Many times we often take the good things in life and make them bad. We often turn blessings into curses without realizing what you are doing. In an old song, Dusty Springfield talked about “Wishing and Hoping”. That same wishing and hoping is what often gets twisted and perverted into fretting and worrying. Instead of hoping for good outcomes, and having faith that good things will come about, you instead place your faith in unpleasant outcomes and fantasize about the worst that can happen. In the aftermath, you are vulnerable. Vulnerable to feelings of inadequacy and being incomplete. During those times, it is often tempting to imagine bad things happening. Worry occurs when your faith in the negative is stronger than your faith in positive outcomes.

Wishes and worries both involve faith. The main difference is the outcome that you have faith in.
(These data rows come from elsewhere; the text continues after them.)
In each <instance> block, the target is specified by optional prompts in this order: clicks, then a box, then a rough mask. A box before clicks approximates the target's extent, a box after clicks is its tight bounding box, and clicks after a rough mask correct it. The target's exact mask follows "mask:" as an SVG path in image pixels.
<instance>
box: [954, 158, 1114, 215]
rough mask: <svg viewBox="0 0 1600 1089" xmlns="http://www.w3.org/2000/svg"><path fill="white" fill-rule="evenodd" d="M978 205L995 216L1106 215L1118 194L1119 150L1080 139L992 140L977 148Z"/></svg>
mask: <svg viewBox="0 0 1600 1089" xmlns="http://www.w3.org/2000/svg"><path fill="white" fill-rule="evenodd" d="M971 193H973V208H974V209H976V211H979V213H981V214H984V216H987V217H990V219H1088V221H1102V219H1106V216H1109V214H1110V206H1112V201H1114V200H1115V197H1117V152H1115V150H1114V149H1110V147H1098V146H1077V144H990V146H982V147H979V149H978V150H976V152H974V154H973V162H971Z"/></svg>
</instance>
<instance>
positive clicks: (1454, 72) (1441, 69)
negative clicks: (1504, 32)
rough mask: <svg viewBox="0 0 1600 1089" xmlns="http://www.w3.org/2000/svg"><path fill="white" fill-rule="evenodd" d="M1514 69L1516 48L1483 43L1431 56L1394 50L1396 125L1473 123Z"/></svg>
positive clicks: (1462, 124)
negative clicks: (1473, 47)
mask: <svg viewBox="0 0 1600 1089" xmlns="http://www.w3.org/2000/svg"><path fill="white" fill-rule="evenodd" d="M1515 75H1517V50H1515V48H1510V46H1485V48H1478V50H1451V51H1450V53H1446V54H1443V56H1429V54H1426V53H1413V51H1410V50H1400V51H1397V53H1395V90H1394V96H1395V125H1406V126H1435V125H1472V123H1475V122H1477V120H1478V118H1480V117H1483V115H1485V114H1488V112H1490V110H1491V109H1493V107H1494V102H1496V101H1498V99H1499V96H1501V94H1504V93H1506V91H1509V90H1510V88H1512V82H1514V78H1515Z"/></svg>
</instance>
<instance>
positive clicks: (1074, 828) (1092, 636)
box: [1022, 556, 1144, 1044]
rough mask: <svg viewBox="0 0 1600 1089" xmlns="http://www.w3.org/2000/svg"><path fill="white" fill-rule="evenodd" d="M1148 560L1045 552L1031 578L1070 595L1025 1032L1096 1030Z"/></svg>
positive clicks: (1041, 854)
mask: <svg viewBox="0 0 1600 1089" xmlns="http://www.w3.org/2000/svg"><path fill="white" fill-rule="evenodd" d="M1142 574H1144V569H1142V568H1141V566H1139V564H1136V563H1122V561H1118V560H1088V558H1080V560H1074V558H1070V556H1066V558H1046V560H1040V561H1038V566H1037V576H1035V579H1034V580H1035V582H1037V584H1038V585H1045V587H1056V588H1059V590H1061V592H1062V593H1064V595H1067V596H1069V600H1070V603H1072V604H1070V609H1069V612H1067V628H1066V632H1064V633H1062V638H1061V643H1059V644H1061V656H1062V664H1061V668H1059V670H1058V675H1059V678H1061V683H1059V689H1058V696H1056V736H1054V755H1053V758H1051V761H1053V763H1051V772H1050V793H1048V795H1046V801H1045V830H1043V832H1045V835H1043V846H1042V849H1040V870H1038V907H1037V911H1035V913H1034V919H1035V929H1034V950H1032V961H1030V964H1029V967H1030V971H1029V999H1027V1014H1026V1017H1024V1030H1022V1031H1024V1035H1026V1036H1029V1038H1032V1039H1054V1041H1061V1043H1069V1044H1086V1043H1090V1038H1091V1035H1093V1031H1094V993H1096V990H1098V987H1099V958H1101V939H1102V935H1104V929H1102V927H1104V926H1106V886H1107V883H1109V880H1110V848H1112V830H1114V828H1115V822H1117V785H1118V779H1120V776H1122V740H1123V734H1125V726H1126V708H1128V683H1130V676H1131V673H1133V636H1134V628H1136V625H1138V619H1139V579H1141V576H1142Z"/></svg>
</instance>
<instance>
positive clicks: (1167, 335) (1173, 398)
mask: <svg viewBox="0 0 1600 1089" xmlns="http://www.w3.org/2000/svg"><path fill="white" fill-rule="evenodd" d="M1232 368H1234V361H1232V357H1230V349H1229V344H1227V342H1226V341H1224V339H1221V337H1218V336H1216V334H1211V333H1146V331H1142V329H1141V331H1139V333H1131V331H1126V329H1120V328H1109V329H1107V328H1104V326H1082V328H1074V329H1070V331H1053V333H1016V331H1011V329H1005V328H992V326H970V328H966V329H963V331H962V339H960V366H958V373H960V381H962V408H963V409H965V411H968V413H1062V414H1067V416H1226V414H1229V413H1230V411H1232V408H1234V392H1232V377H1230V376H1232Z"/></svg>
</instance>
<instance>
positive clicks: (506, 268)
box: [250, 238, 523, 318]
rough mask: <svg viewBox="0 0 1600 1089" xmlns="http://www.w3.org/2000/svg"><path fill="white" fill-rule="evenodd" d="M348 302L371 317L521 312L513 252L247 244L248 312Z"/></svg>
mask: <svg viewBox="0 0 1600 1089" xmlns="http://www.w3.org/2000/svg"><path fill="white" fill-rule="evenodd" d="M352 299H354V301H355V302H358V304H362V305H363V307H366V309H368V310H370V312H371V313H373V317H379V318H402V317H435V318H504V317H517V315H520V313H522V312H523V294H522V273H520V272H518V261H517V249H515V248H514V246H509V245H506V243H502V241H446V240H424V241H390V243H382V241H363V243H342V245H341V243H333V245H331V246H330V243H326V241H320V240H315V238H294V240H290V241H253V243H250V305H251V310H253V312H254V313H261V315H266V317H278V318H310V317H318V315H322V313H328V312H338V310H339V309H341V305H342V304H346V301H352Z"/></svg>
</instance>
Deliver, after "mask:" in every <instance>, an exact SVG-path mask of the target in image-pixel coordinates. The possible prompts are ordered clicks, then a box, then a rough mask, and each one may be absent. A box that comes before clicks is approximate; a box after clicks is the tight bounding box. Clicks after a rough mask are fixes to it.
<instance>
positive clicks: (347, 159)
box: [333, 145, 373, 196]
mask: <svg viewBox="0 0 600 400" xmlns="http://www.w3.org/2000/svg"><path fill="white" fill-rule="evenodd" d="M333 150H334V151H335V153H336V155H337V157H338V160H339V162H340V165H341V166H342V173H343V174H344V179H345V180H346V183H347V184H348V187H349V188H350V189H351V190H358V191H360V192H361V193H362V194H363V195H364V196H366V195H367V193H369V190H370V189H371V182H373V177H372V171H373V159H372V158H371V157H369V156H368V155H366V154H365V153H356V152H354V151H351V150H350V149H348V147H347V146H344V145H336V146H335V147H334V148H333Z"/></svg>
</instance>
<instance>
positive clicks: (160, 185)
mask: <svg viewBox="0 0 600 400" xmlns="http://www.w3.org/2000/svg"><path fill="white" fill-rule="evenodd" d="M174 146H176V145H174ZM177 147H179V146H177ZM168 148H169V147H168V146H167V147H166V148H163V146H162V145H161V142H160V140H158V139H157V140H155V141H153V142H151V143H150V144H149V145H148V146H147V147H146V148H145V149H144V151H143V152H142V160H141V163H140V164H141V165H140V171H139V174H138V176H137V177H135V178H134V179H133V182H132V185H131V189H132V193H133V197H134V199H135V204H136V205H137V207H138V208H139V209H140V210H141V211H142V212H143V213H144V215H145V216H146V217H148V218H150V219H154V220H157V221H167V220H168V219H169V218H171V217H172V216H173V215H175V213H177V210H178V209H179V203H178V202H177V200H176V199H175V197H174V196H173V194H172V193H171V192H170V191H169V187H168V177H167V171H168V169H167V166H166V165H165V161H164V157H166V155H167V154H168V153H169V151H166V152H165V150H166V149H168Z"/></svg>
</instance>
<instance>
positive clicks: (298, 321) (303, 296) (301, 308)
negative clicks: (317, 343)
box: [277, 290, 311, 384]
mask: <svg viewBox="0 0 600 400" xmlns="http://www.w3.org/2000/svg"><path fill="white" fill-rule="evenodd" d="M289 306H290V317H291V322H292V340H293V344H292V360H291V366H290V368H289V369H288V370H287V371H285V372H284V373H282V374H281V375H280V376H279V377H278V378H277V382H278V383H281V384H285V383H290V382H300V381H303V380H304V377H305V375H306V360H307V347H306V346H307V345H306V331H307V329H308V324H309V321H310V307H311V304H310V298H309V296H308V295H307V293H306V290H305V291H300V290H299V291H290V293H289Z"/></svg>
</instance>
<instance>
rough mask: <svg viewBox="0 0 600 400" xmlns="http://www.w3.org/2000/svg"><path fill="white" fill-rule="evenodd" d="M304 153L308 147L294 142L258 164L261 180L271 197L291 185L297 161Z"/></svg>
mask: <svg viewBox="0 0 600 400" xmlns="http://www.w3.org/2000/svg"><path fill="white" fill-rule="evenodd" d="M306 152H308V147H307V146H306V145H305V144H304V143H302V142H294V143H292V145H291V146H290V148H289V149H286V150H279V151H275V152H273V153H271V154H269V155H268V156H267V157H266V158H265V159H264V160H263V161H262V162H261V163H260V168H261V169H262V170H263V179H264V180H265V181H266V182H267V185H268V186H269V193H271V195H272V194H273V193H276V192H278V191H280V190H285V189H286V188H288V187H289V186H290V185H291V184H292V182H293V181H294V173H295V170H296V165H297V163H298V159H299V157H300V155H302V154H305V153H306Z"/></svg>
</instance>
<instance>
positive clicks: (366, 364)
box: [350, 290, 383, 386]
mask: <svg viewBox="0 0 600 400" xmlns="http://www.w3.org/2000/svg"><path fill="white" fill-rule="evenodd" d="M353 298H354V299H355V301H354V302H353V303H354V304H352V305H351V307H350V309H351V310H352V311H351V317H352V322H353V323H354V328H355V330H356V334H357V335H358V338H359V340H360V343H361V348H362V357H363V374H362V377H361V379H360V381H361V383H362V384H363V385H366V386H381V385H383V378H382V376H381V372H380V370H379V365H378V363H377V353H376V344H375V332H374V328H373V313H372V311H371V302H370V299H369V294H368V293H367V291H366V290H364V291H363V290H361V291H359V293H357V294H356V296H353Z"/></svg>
In my mind, worry shares some commonality with witchcraft. Both involve you trying to control things with your mind. You have faith in your ability to control people and events by thinking about them. With worry, you likely do not cast spells, yet if your worry includes chanting, there is little to differentiate what you are doing from witchcraft spell casting. You are trying to change events and people. The logic is that if you worry enough, it will change things. The logic is more worry = more control. Mentally, you may even plot and plan out every eventuality that could happen. The sad part is that what you imagined happening, the way you imagined it happening rarely occurs. There is a BIG difference between worry and experience. Experience is when you have lived through similar situations and you are familiar with the pattern. Worry occurs when you have not been through the experience before and are basing all your ‘mental possibilities’ on what your own mind has imagined. The more you give into the imaginations, the stronger they will become. So much like a diet involves changing what you eat and how you eat, overcoming worry involves changing what you think and how you think.